«16. Нет нерушимых заветов, ни тех, что от меня, ни тех, что от пророков.
17. Кто убивает во имя правды или хотя бы верит в свою правоту, не знает вины.
18. Не заслуживает содеянное человеком ни адского пламени, ни благодати небесной.»
(Хорхе Луис Борхес. Фрагменты апокрифического Евангелия, пер. В.Алексеева.)
ПРОЛОГ
В жаркой ночи степь кажется безразмерной, только небо раскидывает над ней свой игольчатый шатер, исчерканный метеорами. От огромной пустоты становится не по себе; кажется, что она дышит, и ты притаился на могучей груди спящего великана.
В ночной степи теряются звуки. Бывает иногда что-то видно: то по проселочной дороге катится клубок света от фар, то на пути черным призраком возникнет приземистое деревце, милое и безобидное днем, но пугающе уродливое ночью; внезапно надвинется приовражный холм, а тут и деревня, дома, окошки иногда теплятся за занавесками, если не слишком поздно. А звуков нет; даже идущего рядом человека порой приходится переспрашивать.
Это таинственно.
Еще таинственнее и красивее бывает, когда случается пожар. Огонь в степи и днем издалека заметен, но по-другому: столб дыма, и черного, и белого, ну прямо как случается иногда на площади святого Петра, но здесь не может быть никаких Habemus Papam; в безветренную погоду он клубами устремляется ввысь и чадит, будто выпущенный из чрева паровоза, и он гораздо гуще, чем жиденькая струйка, которая несколько раз в столетие тянется из печи Сикстинской капеллы.
Ночью же дым незаметен, зато видно само пламя, даже если оно находится во многих километрах от наблюдателя. Виден очаг возгорания — яростный, слепящий, видно, как беснуются языки огня, то взметываются ввысь, то припадают к земле, и — странное дело — они ничего не освещают, ночь от огня становится лишь темнее. Величественное и страшное зрелище.
Такое зрелище можно было увидеть из степи в одну августовскую ночь, когда звезды на небе особенно ярки. Собственно, сначала по дороге проскользнули тени, кто-то приглушенно свистнул, что-то звякнуло и тени кинулись врассыпную, их мгновенно поглотила тьма, и сразу вспыхнул забор в нескольких местах, и сразу — мощно, выкинув сноп искр, пламя перекинулось на дом, и дом вмиг объяло огнем. Как красиво это выглядело из степи!
Дом в пламени проступал, как призрак, он таял, становился все прозрачнее, до поры, впрочем, сохраняя контур; днем он был скучным, приземленным, а теперь приобретал величие уходящего в небытие.

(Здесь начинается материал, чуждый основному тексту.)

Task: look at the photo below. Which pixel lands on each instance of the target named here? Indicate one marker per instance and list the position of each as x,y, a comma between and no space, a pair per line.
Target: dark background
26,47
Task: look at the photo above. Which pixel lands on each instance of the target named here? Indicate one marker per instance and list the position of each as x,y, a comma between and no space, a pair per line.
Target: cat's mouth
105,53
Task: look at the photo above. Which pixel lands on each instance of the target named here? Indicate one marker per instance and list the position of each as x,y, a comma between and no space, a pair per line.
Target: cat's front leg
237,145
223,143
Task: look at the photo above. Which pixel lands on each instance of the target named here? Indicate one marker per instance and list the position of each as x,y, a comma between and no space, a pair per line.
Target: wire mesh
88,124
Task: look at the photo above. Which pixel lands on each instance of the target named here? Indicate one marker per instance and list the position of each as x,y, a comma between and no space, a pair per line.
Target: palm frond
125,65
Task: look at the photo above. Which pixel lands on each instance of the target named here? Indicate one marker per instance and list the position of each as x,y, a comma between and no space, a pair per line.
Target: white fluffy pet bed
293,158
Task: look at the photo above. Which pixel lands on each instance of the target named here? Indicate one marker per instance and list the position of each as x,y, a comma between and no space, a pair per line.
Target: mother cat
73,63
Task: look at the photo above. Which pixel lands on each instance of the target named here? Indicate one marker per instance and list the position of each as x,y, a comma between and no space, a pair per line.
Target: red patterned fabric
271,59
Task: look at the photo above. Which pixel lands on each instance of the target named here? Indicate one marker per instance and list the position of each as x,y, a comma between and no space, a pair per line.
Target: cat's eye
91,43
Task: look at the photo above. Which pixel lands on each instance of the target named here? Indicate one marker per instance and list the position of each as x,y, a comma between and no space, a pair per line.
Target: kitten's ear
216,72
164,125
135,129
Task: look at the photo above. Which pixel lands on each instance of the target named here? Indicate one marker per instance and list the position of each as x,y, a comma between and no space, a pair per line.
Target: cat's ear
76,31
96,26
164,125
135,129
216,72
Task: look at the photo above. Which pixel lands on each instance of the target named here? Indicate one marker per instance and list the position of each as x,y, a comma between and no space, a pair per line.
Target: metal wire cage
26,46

Пламя в этот раз прогнало ночь; она быстро потеряла глубину и бесконечность. Стали слышны звуки: зазвенело стекло, у соседей захлопали двери, первыми залаяли собаки, а потом уже закричали люди, и один крик оказался громче остальных. Побежали, полуодетые, с ведрами, тянули шланги. Огонь злобно зашипел, окутался паром, спрятался в нем. Стало шумно и суетно.
Через минут пятнадцать приехали пожарные и окатили участок широкой струей воды, раз, другой, третий, и огонь умер, прожив очень короткую, но яркую жизнь, но и дома уже не было: пламя, умирая, забрало его с собой, выполнив то, зачем появилось на свет. Скорая забрала тело хозяина, некоторое время по пепелищу ходили с фонарями, и все затихло до уже недалекого утра. Ночь не нашла поводов для возвращения и зажгла полоску холодного рассвета над далекими горами, прорисовав в наполненном гарью воздухе поросшие лесом вершины.
Вспоминая эти события, один человек через несколько лет подумал, что в городе пожар выглядит гораздо скучнее и обыденнее. Никакого величия.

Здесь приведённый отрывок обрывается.